Sayville Main Street plan sparks debate over tax breaks, parking, character
An asbestos-removal company wants the old Rite Aid at 101 Main Street, and Sayville leaders fear it could reshape parking and the village’s retail core.

A Babylon asbestos-removal company is seeking about $321,000 in tax breaks from Islip to move its corporate headquarters into the former Rite Aid building at 101 Main Street in Sayville, a plan that could bring 45 employees downtown and eventually grow to 56 within two years.
The proposal, for International Asbestos Removal, was listed on the Town of Islip Industrial Development Agency’s March 24, 2026 agenda as an inducement resolution, and the town board discussion memorandum also placed the matter before town officials that day. Town officials said the move would represent a $5 million capital investment and a major reuse of a vacant commercial property in the middle of Sayville’s walkable village center.
For the town’s industrial development agency, the project fits the basic purpose of a public benefit corporation created in 1974 to promote and assist business facilities and job growth. For many people around Main Street, though, the question is not only whether the building can be filled, but what kind of tenant belongs in a district anchored by restaurants, shops and pedestrians.
Greater Sayville Chamber of Commerce administrator Eileen Tyznar said the company does not fit the Main Street climate, and the chamber has started an online page to oppose the move and a petition that gathered more than 100 signatures in its first few days. Residents raised concerns about work vehicles, pressure on already limited parking and whether a hazardous-materials contractor belongs steps away from eateries and boutiques, even if the company would not be handling asbestos on Main Street in the same way it does at job sites.
International Asbestos Removal is headquartered at 119 Cooper Street in Babylon, was founded in 1987 and is described in business directories as a licensed, bonded, insured contractor with about 50 employees and WBE certification. The company says it handles environmental divisions work and insulation, but the Sayville fight is less about its trade than its address, and about whether a health-adjacent business changes the feel of the village core.

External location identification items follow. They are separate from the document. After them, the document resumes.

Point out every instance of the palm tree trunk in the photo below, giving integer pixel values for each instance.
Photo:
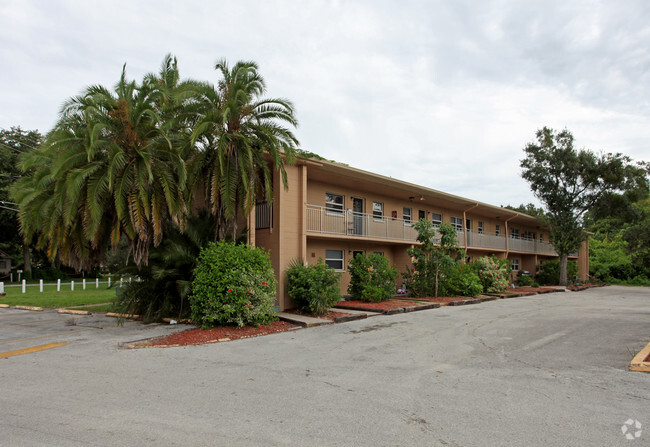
(563, 269)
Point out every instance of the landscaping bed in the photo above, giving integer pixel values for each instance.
(214, 335)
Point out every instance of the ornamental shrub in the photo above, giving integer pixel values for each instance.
(493, 272)
(461, 281)
(372, 278)
(313, 288)
(233, 285)
(524, 281)
(548, 272)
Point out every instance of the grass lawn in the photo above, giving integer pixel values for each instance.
(51, 298)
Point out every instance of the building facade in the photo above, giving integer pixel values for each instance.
(331, 212)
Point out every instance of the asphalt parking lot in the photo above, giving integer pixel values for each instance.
(535, 371)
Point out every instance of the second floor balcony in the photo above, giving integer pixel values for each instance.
(322, 220)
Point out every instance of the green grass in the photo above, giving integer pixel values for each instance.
(51, 298)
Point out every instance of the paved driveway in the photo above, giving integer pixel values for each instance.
(534, 371)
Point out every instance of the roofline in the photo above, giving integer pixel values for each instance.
(329, 165)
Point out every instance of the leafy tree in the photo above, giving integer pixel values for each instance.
(13, 143)
(432, 258)
(529, 209)
(569, 182)
(239, 132)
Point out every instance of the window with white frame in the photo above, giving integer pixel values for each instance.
(378, 210)
(406, 212)
(334, 258)
(457, 223)
(334, 202)
(436, 219)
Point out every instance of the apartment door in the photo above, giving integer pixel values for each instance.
(357, 215)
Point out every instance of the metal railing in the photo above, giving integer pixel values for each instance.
(348, 223)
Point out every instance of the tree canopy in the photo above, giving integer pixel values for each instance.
(570, 182)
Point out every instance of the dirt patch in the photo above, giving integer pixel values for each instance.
(214, 335)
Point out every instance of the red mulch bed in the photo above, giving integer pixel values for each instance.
(384, 305)
(214, 335)
(444, 300)
(329, 316)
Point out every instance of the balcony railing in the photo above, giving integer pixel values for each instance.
(349, 223)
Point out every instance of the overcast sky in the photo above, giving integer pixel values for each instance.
(440, 93)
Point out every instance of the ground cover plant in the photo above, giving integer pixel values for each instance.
(233, 285)
(53, 299)
(372, 278)
(313, 288)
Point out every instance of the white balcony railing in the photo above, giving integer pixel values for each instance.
(349, 223)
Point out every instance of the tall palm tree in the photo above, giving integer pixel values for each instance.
(239, 134)
(109, 169)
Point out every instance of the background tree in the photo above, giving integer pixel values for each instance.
(432, 258)
(570, 182)
(13, 143)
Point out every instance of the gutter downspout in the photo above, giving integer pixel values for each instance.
(465, 224)
(507, 234)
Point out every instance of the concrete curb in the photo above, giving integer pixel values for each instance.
(638, 363)
(34, 308)
(74, 312)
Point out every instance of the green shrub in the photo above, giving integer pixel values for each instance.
(548, 272)
(233, 285)
(493, 272)
(524, 281)
(313, 288)
(461, 281)
(372, 278)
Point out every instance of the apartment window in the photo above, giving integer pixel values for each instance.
(515, 265)
(378, 210)
(407, 215)
(457, 223)
(436, 219)
(334, 202)
(334, 258)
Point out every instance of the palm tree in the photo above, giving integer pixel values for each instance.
(109, 169)
(239, 134)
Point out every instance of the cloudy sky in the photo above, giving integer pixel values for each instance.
(440, 93)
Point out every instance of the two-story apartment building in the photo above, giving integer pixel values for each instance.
(331, 212)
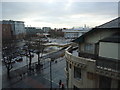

The former Rite Aid site is listed as a 13,035-square-foot building with about 80 feet of frontage, rear parking for more than 200 cars in a free municipal lot, about 37 dedicated parking spaces and street parking. One listing says traffic on the block exceeds 17,000 cars a day, a number that helps explain why parking has become such a sensitive issue in Sayville.
That sensitivity is not new. The chamber previously pushed for reopening a North Main Street parking lot that business owners considered essential, and the town had leased that property in the past to provide extra spaces for Main Street merchants. With the International Asbestos Removal application still unresolved, the Sayville debate is now becoming a test of precedent: whether a central retail block can absorb a nontraditional office tenant, and how much strain on parking and identity downtown residents are willing to accept.